John Updike’s Rabbit, Run and Thomas Pynchon’s V. were published in 1960 and 1963 respectively. I read them more or less back to back in the mid seventies.

Rabbit is what people generally mean by “realistic,” providing an overview of a young man’s middle-class existence (his ageing is chronicled in three subsequent novels). Updike understood the ways, habits, and thought processes of the American middle class as perceptively, I believe, as is possible.

Pynchon in V. was not much interested in the psychology of his characters, who tend to be socially disconnected. The novel is a mystery without a solution, a contemplation of complexity and disintegration in their own right. It progresses by geographic and chronological lurches.

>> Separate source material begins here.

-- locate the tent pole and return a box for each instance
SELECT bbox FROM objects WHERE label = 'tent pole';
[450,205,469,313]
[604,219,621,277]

My family was financially middle class; but, due to the nature of my father’s work, we lived in a world much more like Pynchon’s than Updike’s. And this is why V. feels, to me, more like reality than does Rabbit and why the parallel universe sketched out by this movie list is so gothic/noir, emphasizing, for example, Huston more than Ozu.

"Verisimilitude" is the word that applies here. It is "the quality of appearing to be real or true" [Webster's II]. In fiction a lot of artificial means are used to achieve this effect.

To me - and I realize this will not be the case with most people - while Rabbit, Run does look like real life, it's V. that feels like real life. Or, at any rate, life as I have come to understand it.